Ernst et Birgitta présentaient leur numéro de tigres du Bengale depuis quatre ans. Tandis que la jeune femme évoluait en pleine lumière dans un justaucorps à paillettes, son compagnon ouvrait l’œil, déplaçait les tabourets et tendait le cercle enflammé. Pour ne ravir d’aucune façon la vedette à sa partenaire, il n’apparaissait jamais dans le faisceau des projecteurs et entrait dans la cage en blouse grise, comme un simple garçon de piste.

Lorsqu’il tomba malade, le directeur d’un grand cirque parisien tenta de dissuader Birgitta de présenter seule leur numéro : à l’entraînement, les bêtes baissaient sans raison les oreilles, ce qui n’est pas bon signe, et elles manquaient singulièrement d’entrain au travail. Birgitta ne voulut rien entendre. Elle prétendait avoir une emprise totale sur les animaux. N’avait-elle pas élevé quatre des six tigres au biberon ?

Le soir de la première représentation publique, les tigres étaient à peine en piste qu’un coup de patte jeta Birgitta à terre.
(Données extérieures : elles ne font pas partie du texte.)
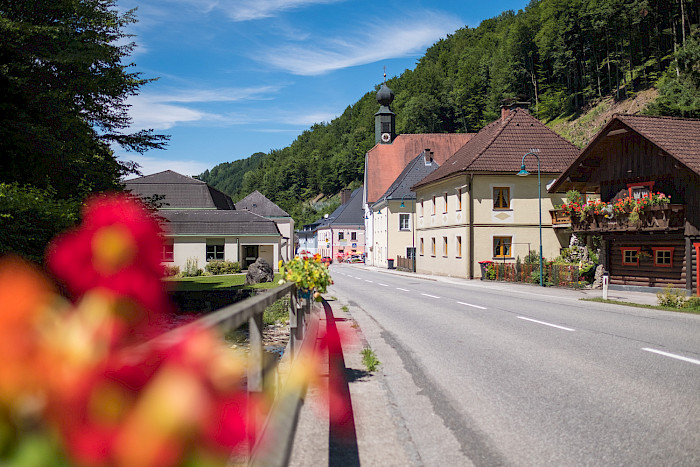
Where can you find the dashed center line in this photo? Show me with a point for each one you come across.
(546, 324)
(677, 357)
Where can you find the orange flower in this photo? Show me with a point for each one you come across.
(24, 294)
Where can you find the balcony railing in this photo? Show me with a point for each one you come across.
(652, 218)
(560, 218)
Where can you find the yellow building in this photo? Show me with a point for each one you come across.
(475, 208)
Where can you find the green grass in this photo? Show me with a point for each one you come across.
(369, 359)
(640, 305)
(236, 281)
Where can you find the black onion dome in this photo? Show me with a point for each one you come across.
(385, 96)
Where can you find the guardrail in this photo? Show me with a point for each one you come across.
(279, 427)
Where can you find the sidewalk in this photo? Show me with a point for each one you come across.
(641, 298)
(381, 437)
(377, 434)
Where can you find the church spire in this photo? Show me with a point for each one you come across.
(384, 119)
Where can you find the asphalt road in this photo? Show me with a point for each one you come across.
(515, 375)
En un instant, les cinq autres animaux furent sur elle. Lorsque le personnel du cirque parvint à dégager la jeune femme, il était trop tard.

— Mes pressentiments se sont révélés exacts, explique le directeur du cirque : ce sont les rappels à l’ordre d’Ernst, fermes dans le dos des animaux bien que proférés à voix basse, qui les tenaient en respect, nullement les injonctions de Birgitta, hurlées dans la lumière des projecteurs, encore moins la chambrière qu’elle faisait claquer autour d’eux, selon les vieilles recettes des numéros dits « en férocité ». En dépit de son fouet, des paillettes étincelantes, de toute la grâce de Birgitta, et des applaudissements, la dompteuse, au centre de la piste, ne fut jamais qu’une figurante.